Saat rekaman rudal Iran yang menghantam target Israel mulai beredar, menimbulkan ketakutan sekaligus kekaguman di seluruh dunia, spekulasi mengenai respons Israel semakin meningkat. Para analis memperkirakan dengan berbagai skenario, mulai dari serangan terhadap infrastruktur vital Iran, seperti fasilitas minyak, hingga upaya pembunuhan terhadap pejabat tinggi Iran.
Dalam suasana tegang ini, berita tentang pertemuan Ayatullah Ali Khamenei, dengan sekelompok elit dan ilmuwan Iran menyebar di media-media internasional. Sementara sebagian orang menilai pertemuan tersebut sebagai bentuk pengabaian atas ancaman Israel. Dalam pertemuan itu, banyak orang menanti pernyataannya terkait dengan serangan yang baru terjadi. Namun, Ayatullah Ali Khamenei memilih untuk tidak segera menanggapi operasi tersebut, beliau hanya menyatakan bahwa pandangannya tentang peristiwa ini, termasuk pembunuhan Sayyid Hassan Nasrallah, akan disampaikan “dalam waktu dekat.”
Dess, di awal pidatonya, Ayatullah Ali Khamenei menyampaikan dengan tajam, rasa duka mendalam yang menyelimuti bangsa Iran setelah serangkaian pembunuhan keji yang terjadi. “Kita sedang berduka akhir-akhir ini,” ucapnya lirih dengan nada penuh kesedihan. “Dan saya, secara pribadi, merasakan kesedihan yang sangat mendalam atas kehilangan ini.” Kata Imam Ali Khamenei menggambarkan pembunuhan Sayyid Hassan Nasrallah sebagai peristiwa yang mengguncang, membuat seluruh Iran “berkabung dengan sangat mendalam.” Pemimpin Iran itu berulang kali menggunakan kata “berkabung,” dan menekankan bahwa pembunuhan Sayyid Hassan Nasrallah adalah sebuah tragedi besar yang membawa duka mendalam bagi bangsa Iran.
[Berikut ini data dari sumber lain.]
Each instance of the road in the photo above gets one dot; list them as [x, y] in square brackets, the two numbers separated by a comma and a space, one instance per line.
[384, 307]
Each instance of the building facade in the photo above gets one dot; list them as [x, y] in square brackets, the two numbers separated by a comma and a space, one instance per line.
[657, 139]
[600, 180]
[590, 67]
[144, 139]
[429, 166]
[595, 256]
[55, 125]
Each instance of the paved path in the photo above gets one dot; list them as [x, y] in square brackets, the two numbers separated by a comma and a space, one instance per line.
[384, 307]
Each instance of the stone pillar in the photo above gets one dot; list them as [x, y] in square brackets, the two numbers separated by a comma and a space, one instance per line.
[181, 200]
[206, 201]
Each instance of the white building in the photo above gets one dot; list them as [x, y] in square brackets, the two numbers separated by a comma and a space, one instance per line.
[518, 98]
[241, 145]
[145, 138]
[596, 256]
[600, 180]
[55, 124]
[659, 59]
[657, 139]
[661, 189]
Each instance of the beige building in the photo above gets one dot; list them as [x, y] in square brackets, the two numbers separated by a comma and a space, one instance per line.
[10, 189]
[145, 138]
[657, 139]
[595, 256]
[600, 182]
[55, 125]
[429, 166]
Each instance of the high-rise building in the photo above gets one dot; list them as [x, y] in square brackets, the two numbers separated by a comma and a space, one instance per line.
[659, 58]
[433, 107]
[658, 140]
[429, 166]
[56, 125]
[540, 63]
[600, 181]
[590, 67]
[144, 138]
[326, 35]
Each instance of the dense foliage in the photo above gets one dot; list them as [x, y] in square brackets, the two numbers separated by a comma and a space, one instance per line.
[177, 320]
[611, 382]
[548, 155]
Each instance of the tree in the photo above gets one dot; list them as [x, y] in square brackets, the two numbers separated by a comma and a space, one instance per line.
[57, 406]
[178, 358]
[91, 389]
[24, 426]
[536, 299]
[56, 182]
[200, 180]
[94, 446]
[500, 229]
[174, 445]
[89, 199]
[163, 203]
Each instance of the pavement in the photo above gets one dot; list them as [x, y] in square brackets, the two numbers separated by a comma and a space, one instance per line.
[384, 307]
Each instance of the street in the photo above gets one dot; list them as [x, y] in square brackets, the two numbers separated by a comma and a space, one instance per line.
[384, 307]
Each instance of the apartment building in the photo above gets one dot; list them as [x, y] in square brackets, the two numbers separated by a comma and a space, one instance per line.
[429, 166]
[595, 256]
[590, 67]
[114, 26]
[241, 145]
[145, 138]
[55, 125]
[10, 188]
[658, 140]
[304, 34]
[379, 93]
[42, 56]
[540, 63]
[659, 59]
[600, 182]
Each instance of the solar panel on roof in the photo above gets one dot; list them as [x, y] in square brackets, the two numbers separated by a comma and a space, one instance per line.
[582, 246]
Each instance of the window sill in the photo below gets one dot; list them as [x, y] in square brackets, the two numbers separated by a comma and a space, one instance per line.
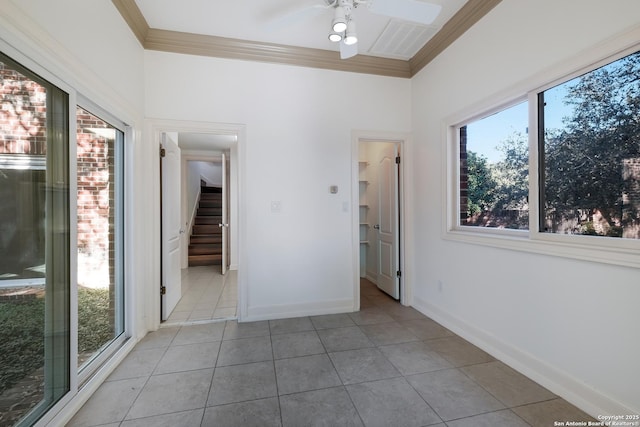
[583, 248]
Prolog yang khidmat ini menandai pentingnya pertemuan tersebut bagi dirinya, namun penekanan pada kesedihan akibat kematian Sayyid Hassan Nasrallah tampaknya tidak sepenuhnya dipahami oleh banyak hadirin, yang mungkin tidak menangkap utuh implikasinya.
Nada muram Imam Ali Khamenei sangat kontras dengan suasana perayaan di sebagian wilayah Iran dan negara-negara lain yang merayakan keberhasilan serangan rudal Iran. Namun, fokus sang Pemimpin pada kematian Sayyid Hassan Nasrallah memberi sinyal akan strategi yang lebih luas dan menimbulkan spekulasi mengenai arah konflik di masa depan.
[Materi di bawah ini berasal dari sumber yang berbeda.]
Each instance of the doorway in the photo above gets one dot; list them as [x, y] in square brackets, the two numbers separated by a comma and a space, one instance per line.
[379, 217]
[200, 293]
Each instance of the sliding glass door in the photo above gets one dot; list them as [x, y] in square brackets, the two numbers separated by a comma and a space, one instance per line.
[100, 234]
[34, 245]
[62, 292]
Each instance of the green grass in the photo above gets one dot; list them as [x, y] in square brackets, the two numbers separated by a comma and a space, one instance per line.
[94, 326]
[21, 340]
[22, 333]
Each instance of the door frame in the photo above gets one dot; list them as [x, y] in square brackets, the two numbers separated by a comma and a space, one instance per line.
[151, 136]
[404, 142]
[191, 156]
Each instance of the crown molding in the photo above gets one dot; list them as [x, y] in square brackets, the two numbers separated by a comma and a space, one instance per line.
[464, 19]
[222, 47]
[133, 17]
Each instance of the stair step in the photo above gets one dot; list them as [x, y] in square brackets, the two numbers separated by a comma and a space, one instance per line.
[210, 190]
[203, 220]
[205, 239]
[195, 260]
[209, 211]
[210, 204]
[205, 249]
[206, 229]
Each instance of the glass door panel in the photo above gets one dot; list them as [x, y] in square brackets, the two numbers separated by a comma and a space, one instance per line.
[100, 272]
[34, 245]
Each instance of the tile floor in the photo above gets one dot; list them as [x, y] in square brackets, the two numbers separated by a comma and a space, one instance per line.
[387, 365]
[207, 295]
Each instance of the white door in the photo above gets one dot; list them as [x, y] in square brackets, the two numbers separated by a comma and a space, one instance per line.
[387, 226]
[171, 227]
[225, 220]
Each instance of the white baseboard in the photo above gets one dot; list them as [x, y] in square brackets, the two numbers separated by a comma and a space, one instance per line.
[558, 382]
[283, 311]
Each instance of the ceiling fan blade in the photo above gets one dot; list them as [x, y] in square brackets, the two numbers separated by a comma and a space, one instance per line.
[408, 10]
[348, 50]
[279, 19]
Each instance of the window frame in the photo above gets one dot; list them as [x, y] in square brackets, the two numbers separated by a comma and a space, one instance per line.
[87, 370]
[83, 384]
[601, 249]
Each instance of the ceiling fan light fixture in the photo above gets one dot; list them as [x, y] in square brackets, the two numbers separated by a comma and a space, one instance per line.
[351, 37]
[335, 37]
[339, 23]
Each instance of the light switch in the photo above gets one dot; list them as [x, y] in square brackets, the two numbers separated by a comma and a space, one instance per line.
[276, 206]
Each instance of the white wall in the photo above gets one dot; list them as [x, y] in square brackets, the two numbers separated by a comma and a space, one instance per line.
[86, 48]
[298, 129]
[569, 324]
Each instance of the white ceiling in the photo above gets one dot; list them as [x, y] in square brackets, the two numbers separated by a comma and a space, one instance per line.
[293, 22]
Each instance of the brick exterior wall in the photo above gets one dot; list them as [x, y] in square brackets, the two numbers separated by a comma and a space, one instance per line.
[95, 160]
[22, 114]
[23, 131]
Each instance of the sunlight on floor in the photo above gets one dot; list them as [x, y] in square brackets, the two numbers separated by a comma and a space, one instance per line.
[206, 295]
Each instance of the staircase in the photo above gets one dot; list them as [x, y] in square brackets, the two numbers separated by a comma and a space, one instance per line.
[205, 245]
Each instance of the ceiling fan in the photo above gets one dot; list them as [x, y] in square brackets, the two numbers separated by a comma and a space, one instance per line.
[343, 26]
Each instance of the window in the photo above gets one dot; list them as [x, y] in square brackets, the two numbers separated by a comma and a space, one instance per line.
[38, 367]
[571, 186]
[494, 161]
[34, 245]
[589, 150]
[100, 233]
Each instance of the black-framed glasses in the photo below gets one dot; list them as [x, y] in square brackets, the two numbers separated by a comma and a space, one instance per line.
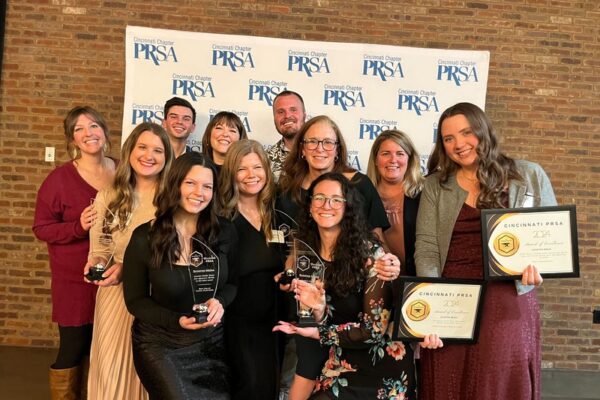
[335, 202]
[312, 144]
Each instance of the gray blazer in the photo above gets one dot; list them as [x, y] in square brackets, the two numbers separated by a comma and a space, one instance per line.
[440, 206]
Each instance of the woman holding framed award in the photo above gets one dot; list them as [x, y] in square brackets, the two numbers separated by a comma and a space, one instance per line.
[179, 277]
[63, 217]
[363, 363]
[247, 196]
[145, 157]
[224, 129]
[470, 173]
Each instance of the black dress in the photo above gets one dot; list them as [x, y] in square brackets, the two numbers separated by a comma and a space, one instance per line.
[251, 344]
[172, 362]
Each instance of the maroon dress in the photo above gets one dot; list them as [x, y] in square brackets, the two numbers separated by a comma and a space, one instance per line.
[506, 360]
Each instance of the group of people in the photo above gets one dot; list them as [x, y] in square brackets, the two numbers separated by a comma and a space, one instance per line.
[143, 217]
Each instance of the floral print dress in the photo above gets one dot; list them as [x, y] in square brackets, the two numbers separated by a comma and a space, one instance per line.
[364, 363]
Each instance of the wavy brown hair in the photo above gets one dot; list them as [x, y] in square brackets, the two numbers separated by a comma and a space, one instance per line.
[296, 167]
[164, 242]
[354, 244]
[122, 205]
[413, 179]
[228, 188]
[495, 169]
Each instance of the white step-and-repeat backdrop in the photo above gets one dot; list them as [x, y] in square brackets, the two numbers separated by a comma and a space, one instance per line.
[365, 88]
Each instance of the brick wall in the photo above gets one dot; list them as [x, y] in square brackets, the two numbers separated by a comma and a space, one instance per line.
[543, 96]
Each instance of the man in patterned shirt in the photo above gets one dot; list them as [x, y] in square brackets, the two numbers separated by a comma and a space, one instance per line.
[289, 116]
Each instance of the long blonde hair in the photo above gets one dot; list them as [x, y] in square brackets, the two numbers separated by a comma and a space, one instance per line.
[413, 179]
[228, 189]
[121, 206]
Implikasinya jelas: masalah ini jauh dari selesai. Pidato Imam Ali Khamenei yang dijadwalkan pada hari Jumat besok pagi , 04/1024, sangat dinantikan, saat dunia menunggu petunjuk tentang langkah selanjutnya yang mungkin diambil oleh Iran. Pembunuhan Sayyid Hassan Nasrallah, yang merupakan tokoh utama dalam gerakan perlawanan, telah membangkitkan duka mendalam yang lebih dalam daripada sekadar dampak fisik serangan rudal.
Meskipun dunia mungkin terpaku pada tayangan dramatis rudal Iran yang menghantam pangkalan-pangkalan penting militer Israel, namun, Imam Ali Khamenei melukiskan gambaran yang jauh lebih kompleks. Menurutnya, ini baru awal dari sesuatu yang lebih besar.
Duka yang dirasakan bangsa Iran adalah bukti bahwa perang ini akan membutuhkan lebih dari sekadar serangan balasan untuk mencapai penyelesaian yang diinginkan.
Oleh karena itu, menganggap bahwa konflik ini dapat diselesaikan hanya dengan meluncurkan 180 rudal, meskipun 90% dari mereka berhasil mengenai target di wilayah pendudukan, adalah pandangan yang terlalu sederhana.
Meski pemandangan serangan rudal menghujani pangkalan militer Israel menyerupai adegan dari film-film Hollywood, dan akan selalu diingat dalam sejarah. Namun, saat debu mulai mereda, rezim Zionis akan dihadapkan pada kenyataan yang pahit. Bagi Iran, pembalasan sejati jauh melampaui sekadar rentetan rudal; menuntut perubahan paling mendasar dalam keseimbangan kekuatan yang ada.